The code was attempting to look up a session identifier from the cookie before checking whether the cookie value was non-empty. Empty cookie → null lookup → null dereference. The fix is a null guard before any session lookup is attempted. This one was independent of everything else — a pre-existing bug that happened to appear in the same window.
Error Pattern 2: Redis State Mismatch — "Wrong Pod"
Session state was stored in Redis and shared across a cluster of pods. During the incident window, errors showed up like:
Session for <session-id> is stored on pod-A but current pod is pod-B
A client reconnected after a brief disconnect and landed on a different pod than the one that originally created its session. Under the previous deployment model, session affinity rules would have mitigated this. Something had changed.
Error Pattern 3: Redis State Mismatch — Null Value on CAS
A second Redis variant: session keys existed but their values had gone null. The service was doing a compare-and-swap delete — read the key, check the value, then conditionally delete. But between the read and the delete, another operation had already nulled out the value. Classic check-then-act race.
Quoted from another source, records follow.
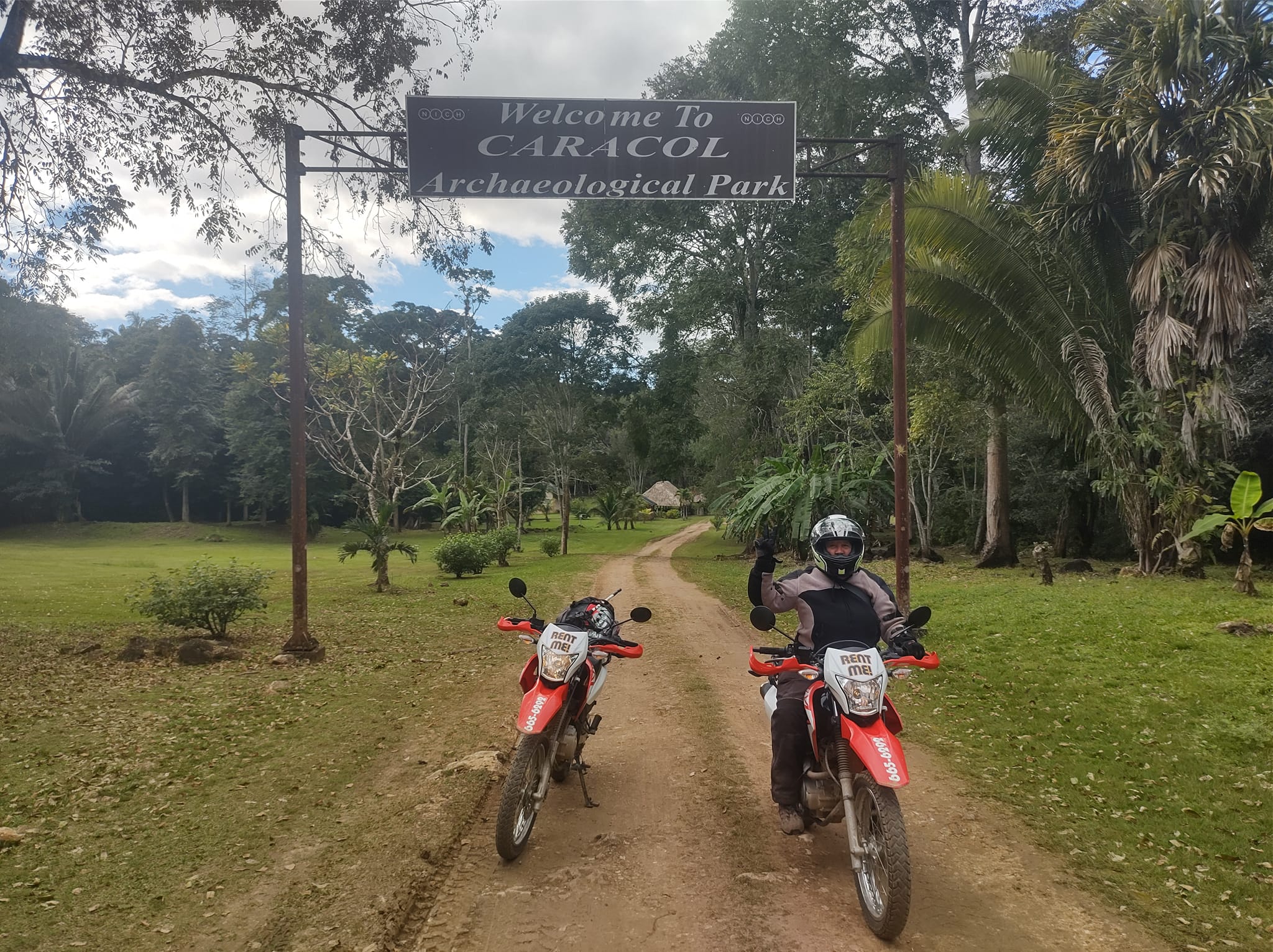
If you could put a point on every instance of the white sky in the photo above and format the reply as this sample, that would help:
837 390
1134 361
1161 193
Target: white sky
536 47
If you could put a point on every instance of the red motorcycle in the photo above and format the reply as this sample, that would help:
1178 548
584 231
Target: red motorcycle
562 682
857 761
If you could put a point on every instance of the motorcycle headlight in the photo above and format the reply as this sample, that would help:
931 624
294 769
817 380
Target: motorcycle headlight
555 665
865 697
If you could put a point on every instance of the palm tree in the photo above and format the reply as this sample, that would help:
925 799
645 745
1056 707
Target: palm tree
629 505
437 497
64 415
1048 318
1178 125
1032 290
471 506
788 492
379 542
609 507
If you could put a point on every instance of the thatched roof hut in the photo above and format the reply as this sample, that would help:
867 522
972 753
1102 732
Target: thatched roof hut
662 494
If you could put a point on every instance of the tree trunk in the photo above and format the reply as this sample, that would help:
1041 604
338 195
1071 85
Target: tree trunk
1061 540
997 550
1243 580
566 515
521 489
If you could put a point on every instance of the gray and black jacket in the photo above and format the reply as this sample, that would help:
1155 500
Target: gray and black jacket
862 607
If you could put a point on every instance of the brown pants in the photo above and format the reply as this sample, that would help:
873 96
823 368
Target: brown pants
788 732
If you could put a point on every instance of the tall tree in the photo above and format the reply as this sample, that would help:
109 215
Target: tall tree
189 99
1178 124
62 415
180 404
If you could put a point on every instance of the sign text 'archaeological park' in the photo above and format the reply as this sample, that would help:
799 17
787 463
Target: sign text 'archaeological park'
467 147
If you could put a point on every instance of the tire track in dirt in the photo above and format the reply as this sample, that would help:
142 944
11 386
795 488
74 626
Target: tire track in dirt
684 851
978 882
641 871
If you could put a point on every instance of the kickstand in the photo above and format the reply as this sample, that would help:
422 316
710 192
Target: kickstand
584 784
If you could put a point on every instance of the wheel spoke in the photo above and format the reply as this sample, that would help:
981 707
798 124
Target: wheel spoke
873 875
527 808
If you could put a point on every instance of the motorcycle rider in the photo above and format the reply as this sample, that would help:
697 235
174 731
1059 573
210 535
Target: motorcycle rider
835 600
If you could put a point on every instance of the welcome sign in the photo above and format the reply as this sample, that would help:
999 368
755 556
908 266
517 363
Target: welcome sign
516 148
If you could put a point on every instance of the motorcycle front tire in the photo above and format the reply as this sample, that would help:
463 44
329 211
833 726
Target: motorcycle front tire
517 808
884 882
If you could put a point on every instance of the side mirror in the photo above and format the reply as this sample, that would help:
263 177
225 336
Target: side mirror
919 616
763 619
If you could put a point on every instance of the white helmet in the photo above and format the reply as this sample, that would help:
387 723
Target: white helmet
837 527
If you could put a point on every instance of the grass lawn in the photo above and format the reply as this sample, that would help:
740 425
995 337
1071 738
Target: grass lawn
173 807
1109 712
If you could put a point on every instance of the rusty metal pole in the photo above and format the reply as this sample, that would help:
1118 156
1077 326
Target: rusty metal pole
900 409
301 642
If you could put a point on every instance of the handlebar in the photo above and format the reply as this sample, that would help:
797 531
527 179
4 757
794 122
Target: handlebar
531 626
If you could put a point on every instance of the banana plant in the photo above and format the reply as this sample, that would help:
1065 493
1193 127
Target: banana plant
1245 515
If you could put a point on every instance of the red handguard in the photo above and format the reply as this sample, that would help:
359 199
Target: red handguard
620 651
764 669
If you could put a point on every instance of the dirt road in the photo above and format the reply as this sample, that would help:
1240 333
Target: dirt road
684 853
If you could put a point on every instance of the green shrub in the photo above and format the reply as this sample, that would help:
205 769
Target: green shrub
461 552
500 542
203 596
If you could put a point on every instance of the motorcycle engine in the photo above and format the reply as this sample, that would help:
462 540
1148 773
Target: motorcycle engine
567 749
820 796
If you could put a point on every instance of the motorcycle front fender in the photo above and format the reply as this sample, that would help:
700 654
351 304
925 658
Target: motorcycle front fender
879 750
539 707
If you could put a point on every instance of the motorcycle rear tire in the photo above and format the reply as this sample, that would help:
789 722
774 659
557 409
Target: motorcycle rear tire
880 820
512 826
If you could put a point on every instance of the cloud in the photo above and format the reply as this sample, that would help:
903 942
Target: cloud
594 50
585 48
558 284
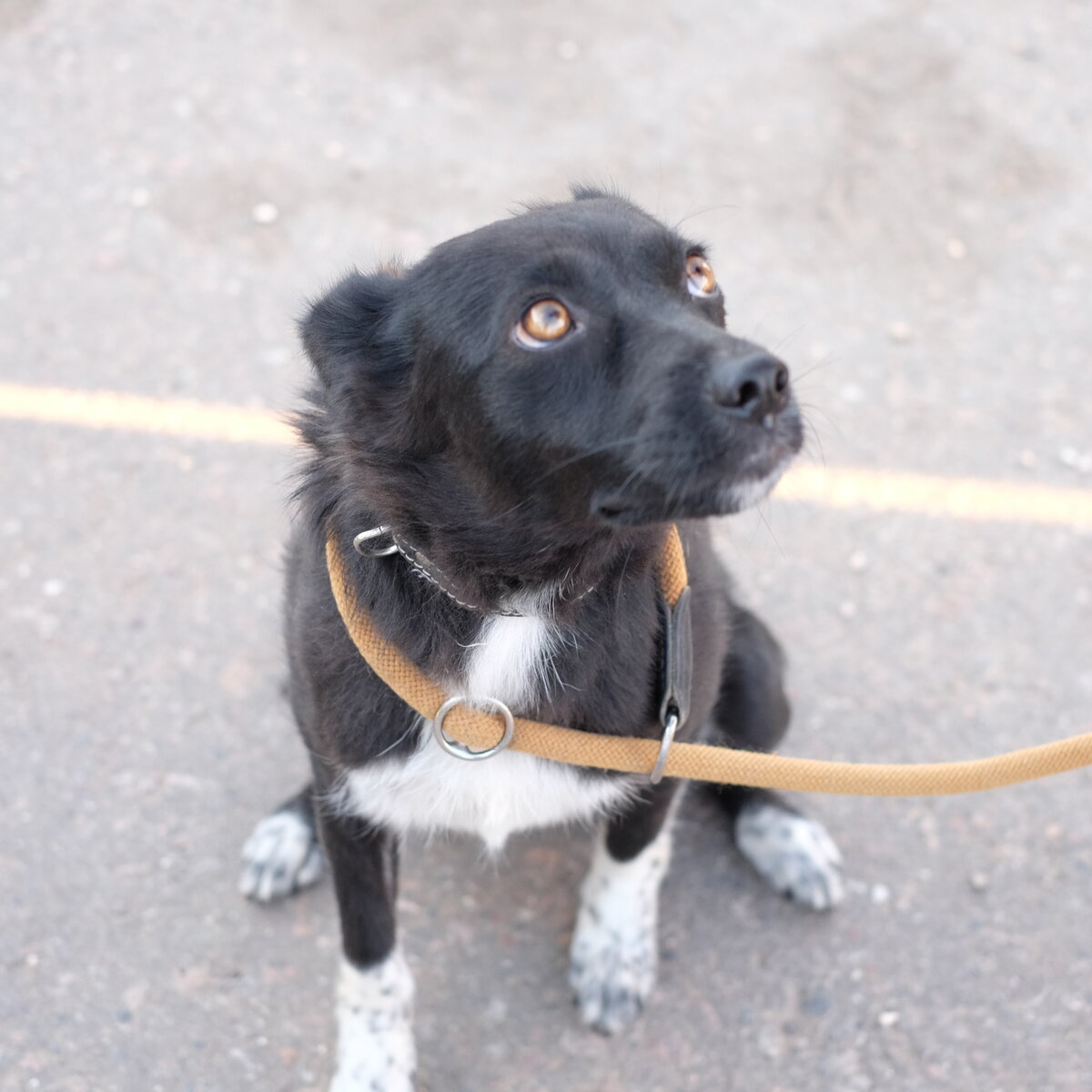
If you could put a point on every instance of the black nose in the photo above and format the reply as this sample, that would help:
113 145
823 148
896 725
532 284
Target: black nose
753 386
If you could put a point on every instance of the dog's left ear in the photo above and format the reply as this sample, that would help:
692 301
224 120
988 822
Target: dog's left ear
344 331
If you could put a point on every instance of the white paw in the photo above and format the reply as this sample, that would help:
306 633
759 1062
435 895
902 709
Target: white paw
792 853
611 975
612 958
376 1049
281 856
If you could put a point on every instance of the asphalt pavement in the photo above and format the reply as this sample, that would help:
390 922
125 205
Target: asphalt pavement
896 197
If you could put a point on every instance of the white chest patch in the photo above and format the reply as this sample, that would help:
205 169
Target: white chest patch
432 791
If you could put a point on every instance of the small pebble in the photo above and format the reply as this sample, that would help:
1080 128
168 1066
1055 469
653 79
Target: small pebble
266 212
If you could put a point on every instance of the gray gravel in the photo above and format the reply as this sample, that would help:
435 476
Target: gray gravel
896 197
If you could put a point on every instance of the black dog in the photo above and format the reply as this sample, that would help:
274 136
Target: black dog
524 413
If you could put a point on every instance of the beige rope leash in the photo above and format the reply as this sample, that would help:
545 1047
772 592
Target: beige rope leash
696 762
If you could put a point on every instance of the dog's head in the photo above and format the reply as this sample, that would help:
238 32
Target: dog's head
569 365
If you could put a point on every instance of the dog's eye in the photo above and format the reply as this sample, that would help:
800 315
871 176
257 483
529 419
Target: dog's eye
541 322
700 278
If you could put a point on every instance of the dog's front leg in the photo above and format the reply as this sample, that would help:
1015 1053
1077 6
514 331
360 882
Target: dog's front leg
375 988
612 959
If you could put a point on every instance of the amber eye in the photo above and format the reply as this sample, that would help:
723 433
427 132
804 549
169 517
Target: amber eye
541 322
700 278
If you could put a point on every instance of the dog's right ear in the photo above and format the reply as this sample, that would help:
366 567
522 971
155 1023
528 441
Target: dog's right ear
343 331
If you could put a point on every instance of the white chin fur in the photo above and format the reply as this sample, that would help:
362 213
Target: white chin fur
743 495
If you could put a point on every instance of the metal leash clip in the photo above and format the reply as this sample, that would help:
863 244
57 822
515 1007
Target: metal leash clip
678 672
360 543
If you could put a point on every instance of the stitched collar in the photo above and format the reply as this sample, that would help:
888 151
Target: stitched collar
369 544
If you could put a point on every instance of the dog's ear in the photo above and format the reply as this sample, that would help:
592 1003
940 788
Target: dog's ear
343 331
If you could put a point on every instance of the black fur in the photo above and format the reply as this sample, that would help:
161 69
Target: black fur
512 468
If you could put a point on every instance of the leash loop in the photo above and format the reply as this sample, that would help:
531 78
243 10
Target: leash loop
461 751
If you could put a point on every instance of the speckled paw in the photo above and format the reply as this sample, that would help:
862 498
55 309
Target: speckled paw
279 857
792 853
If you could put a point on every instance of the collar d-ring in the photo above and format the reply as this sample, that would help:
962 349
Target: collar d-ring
461 751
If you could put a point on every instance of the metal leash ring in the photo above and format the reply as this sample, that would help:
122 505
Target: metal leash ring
461 751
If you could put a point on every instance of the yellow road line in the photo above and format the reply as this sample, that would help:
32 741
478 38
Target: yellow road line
845 487
849 487
139 414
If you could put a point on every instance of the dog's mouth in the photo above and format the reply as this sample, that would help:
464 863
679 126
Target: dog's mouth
647 500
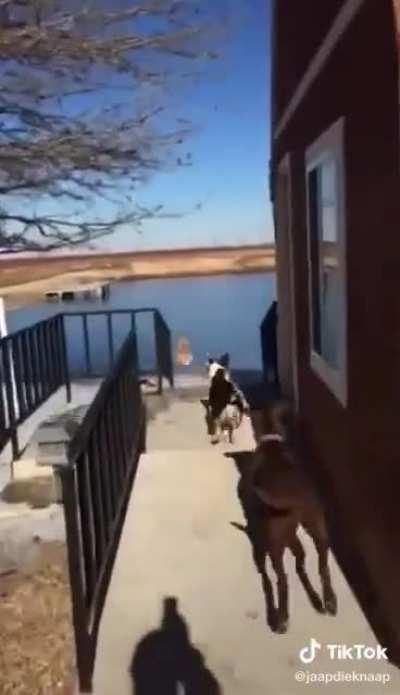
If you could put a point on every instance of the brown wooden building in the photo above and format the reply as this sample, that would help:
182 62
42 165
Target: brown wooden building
335 182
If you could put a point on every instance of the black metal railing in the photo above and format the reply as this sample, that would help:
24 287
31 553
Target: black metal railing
269 344
36 361
163 350
96 483
33 365
99 347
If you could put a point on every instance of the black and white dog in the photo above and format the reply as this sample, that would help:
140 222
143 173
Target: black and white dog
226 404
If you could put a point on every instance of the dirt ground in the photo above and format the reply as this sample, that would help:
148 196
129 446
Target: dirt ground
22 277
36 637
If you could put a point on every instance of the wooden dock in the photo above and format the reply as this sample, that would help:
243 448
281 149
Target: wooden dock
95 290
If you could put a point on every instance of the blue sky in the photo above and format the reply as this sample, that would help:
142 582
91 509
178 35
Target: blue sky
222 199
229 175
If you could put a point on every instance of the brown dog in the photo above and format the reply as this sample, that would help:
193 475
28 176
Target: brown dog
281 499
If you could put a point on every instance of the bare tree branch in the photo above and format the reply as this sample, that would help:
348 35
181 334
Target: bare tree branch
50 57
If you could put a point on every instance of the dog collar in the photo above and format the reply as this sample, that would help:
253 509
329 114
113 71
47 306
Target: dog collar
272 438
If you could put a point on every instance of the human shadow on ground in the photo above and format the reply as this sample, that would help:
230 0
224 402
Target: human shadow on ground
254 514
166 663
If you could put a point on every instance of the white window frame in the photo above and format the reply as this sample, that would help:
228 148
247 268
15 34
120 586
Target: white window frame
331 142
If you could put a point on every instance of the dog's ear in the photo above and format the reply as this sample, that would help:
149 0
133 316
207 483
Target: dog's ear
224 360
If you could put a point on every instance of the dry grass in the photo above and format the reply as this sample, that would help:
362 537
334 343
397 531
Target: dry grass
36 638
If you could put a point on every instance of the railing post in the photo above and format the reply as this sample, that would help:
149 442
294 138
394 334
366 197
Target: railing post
12 417
64 359
84 650
158 337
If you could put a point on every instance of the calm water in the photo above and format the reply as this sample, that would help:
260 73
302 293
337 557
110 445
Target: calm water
216 314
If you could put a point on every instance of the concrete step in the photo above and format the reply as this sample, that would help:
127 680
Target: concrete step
178 542
182 426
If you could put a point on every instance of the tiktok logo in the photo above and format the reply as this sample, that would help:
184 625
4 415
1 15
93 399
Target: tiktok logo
308 654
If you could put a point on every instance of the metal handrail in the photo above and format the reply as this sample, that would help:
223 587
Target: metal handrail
96 484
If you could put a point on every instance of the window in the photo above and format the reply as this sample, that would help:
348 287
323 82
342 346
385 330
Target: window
326 248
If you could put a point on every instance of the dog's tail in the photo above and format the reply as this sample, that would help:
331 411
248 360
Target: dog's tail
282 419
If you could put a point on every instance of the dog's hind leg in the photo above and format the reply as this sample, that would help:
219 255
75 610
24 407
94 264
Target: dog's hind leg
330 600
215 434
315 525
300 556
282 619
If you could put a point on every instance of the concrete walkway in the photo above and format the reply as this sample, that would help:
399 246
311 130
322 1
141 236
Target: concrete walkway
179 543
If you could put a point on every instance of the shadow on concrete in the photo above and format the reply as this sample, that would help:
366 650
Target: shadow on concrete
259 392
254 514
166 663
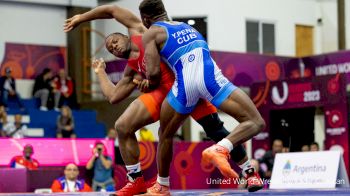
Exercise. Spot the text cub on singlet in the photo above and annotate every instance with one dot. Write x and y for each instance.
(184, 35)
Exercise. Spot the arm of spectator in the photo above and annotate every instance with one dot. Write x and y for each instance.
(56, 187)
(86, 188)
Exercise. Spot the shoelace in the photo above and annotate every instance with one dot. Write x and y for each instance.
(157, 188)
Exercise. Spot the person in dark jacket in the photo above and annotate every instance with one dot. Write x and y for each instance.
(43, 87)
(8, 89)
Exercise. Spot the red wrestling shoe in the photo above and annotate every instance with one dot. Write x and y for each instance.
(138, 186)
(158, 189)
(218, 156)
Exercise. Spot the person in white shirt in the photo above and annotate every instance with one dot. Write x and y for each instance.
(15, 129)
(70, 181)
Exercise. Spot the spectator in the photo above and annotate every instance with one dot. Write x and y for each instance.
(146, 135)
(25, 160)
(65, 124)
(3, 120)
(314, 146)
(305, 148)
(8, 89)
(269, 157)
(15, 129)
(43, 88)
(113, 135)
(101, 164)
(64, 86)
(70, 182)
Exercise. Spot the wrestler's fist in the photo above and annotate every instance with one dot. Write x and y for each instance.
(98, 65)
(137, 78)
(71, 23)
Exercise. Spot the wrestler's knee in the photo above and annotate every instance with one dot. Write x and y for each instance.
(122, 128)
(259, 125)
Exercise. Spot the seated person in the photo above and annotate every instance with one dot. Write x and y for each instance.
(3, 120)
(15, 129)
(63, 87)
(65, 124)
(8, 89)
(70, 182)
(305, 148)
(101, 164)
(25, 160)
(43, 87)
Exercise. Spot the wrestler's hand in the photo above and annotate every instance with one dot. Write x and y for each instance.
(142, 85)
(71, 23)
(98, 65)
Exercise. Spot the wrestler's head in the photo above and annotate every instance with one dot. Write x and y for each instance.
(151, 10)
(118, 44)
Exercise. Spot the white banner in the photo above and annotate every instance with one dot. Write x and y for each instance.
(324, 169)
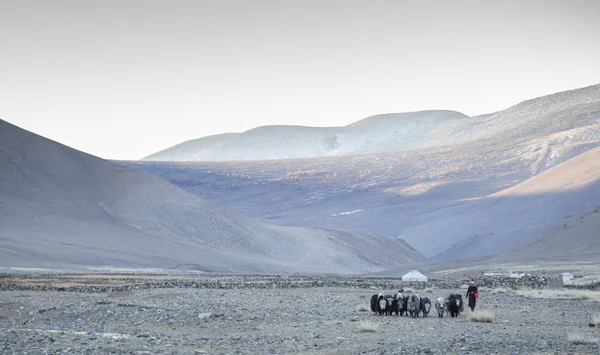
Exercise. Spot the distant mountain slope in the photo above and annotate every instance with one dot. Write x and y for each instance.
(61, 207)
(188, 151)
(538, 205)
(384, 133)
(375, 134)
(578, 239)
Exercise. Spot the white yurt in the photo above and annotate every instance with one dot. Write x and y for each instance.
(414, 276)
(567, 276)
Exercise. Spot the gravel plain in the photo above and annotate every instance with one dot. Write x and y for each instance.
(313, 320)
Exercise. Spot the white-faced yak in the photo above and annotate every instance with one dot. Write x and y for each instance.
(440, 306)
(454, 305)
(414, 305)
(399, 303)
(425, 306)
(373, 303)
(389, 304)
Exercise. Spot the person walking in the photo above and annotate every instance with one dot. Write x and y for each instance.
(472, 294)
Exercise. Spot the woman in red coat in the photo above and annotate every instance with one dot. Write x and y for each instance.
(472, 294)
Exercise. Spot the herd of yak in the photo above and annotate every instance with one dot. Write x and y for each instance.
(413, 304)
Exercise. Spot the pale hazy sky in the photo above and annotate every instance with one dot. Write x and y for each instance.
(124, 79)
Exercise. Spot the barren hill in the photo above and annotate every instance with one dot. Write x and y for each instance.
(436, 198)
(386, 133)
(379, 133)
(578, 239)
(63, 208)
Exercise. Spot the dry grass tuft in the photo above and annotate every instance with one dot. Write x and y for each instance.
(596, 320)
(482, 316)
(577, 338)
(366, 326)
(561, 294)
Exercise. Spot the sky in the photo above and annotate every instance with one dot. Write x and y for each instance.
(124, 79)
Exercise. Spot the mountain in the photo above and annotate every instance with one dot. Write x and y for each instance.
(533, 207)
(375, 134)
(382, 133)
(443, 200)
(63, 208)
(576, 240)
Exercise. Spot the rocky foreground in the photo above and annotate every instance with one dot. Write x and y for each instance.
(314, 320)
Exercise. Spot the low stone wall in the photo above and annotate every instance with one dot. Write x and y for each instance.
(595, 286)
(131, 283)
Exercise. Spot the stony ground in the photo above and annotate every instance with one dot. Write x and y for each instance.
(316, 320)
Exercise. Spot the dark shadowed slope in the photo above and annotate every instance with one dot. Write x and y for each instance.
(578, 239)
(62, 207)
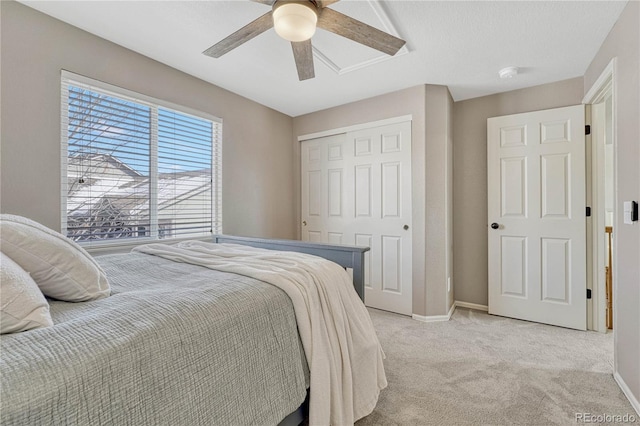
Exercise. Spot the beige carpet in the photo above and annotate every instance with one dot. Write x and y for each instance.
(478, 369)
The Root Cause: Rainbow Deployment
Checking GitHub, PR #344 had been merged on March 11. It implemented a Rainbow deployment model — replacing the classic blue/green two-color approach with an N-color model:
- Deploy a new "color" alongside existing colors
- Run smoke tests against the new color in isolation
- Patch the Kubernetes service selector to the new color
- Drain and remove old colors
The transition window between the service selector patch and the full drain of old-color pods was the source of both Redis errors:
Pod mismatch: During the selector transition, new connections land on new-color pods while in-flight sessions are still stored on old-color pods. The session state in Redis is correct — the routing assumption is broken.
CAS race: Old-color pods draining are deleting session keys from Redis. New-color pods are reading those same keys. The window between a successful read and the CAS delete is wide enough for an old pod to null out the value.
These two errors are a direct consequence of the deployment model change. Blue/green doesn't have this problem because state belongs to exactly one color at a time. Rainbow deployments create a transition window where multiple colors are simultaneously active. Any service storing per-connection state in a shared backend needs explicit design for that window.
Fixes
Null guard on the empty cookie:
String cookieValue = getCookieValue(request, "session_id");
if (cookieValue == null || cookieValue.isEmpty()) {
closeSession(session, "Invalid or missing session cookie");
return;
}
Atomic CAS delete using Redis WATCH/MULTI/EXEC or a Lua script to eliminate the check-then-act race. At minimum, verify the value hasn't changed between the read and the delete:
String currentValue = redis.get(sessionKey);
if (currentValue != null && currentValue.equals(expectedValue)) {
redis.del(sessionKey);
}
Rainbow deployment session affinity: Hold old-color pods in a draining state where they continue serving existing sessions but accept no new connections. Or use consistent hashing for Redis key routing so session ownership is deterministic by session ID rather than pod assignment.
What I Sent to the Team
After completing the analysis, I sent the responsible engineer a direct message on Teams with the PR number, specific log examples for each error class, and the recommended fixes. Not a Jira ticket. Not a Slack thread. A direct message with full context, because that's what gets read.
The Broader Lesson
Rainbow deployments are genuinely better than blue/green for incremental rollouts and per-color smoke testing. But they shift the failure mode. The distributed state consistency problem they introduce won't be handled correctly by default — you have to design for it explicitly. If your service stores per-connection state in a shared backend, the transition window between selector patches is a window where correctness guarantees you had in blue/green no longer hold.